The Consolidation Is Coming
JPMorgan's view is that China's AI landscape is consolidating fast. The "hundred model" era — where every company built its own LLM — is unsustainable. Training and inference costs are too high, talent is too scarce, and the market can only support so many players. The winners will be those with:
1. Scale: Enough data and compute to train competitive models at reasonable cost
2. Distribution: Existing platforms and user bases to deploy AI features
3. Enterprise DNA: The ability to sell to businesses, not just consumers
That favors the big tech giants — Baidu, Alibaba, Tencent, ByteDance — but also leaves room for focused players like Moonshot (Kimi), DeepSeek, and Zhipu AI who have found specific niches or technical advantages.
🔥 Hot Takes
🔥 China's "good enough" AI is a feature, not a bug. The West obsesses over benchmark supremacy. China is building AI that works at the price point that makes business sense. In a world where inference costs matter more than training bragging rights, China's pragmatic approach might actually be the winning strategy.

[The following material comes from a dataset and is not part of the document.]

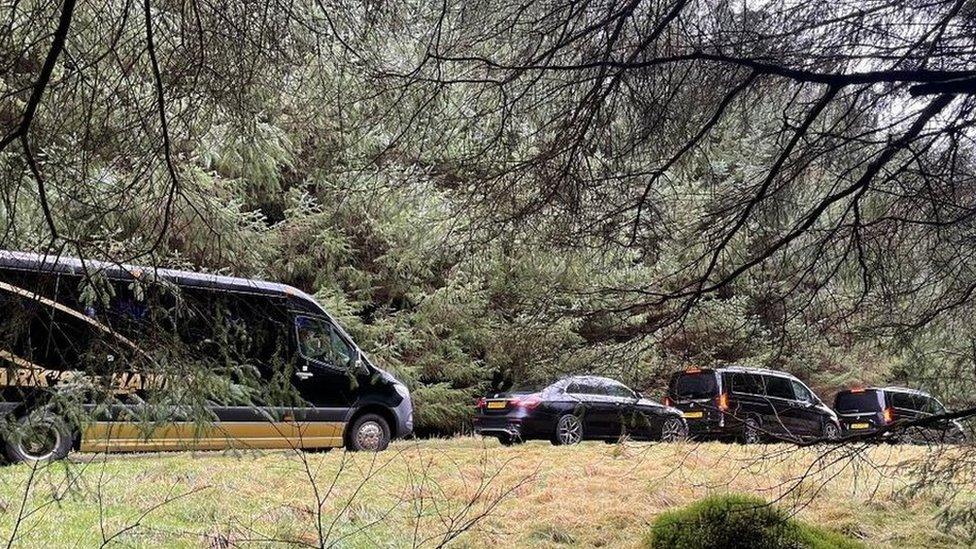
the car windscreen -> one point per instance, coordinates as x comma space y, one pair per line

🔥 The "hundred model war" was always a bubble. Did anyone really think China needed 100+ large language models? That phase was about capability demonstration and investor signaling. Now the real work begins: building products, finding customers, and making money. Most of those 100 models will be dead or acquired within 18 months.
🔥 JPMorgan's "master's-level graduate" standard is the new benchmark. Forget GPT-5.5 vs Claude Fable 5 vs Kimi K2.7 on arcane reasoning tests. The question is: can your AI do the work of a competent human employee? If yes, it's commercially viable. If no, it's a research project. This reframing changes everything about how we evaluate AI value.
🔥 ByteDance's Doubao pricing is the canary in the coal mine. When China's most aggressive growth-at-all-costs company starts charging for AI, the free era is over. If ByteDance can't subsidize AI indefinitely, nobody can. The subscription tiers — from $10 to $70/month — signal that Chinese AI is entering its commercial phase.
🔥 The US-China AI gap is becoming irrelevant. Yao explicitly says the performance gap doesn't matter for Chinese commercialization because Chinese companies can't access US models anyway. This means China is building a parallel AI ecosystem with its own standards, pricing, and use cases. The decoupling is real, and it's happening faster than most Western analysts expected.
The Bottom Line
China's AI industry is growing up. The wild-west phase of throwing money at ever-larger models is giving way to a more mature focus on enterprise value and sustainable business models. JPMorgan's analysis suggests this transition is happening faster than expected — and the companies that master the shift from "look at our cool model" to "here's your ROI" will define the next phase of Chinese AI.
The hundred model war is over. The enterprise value war is just beginning.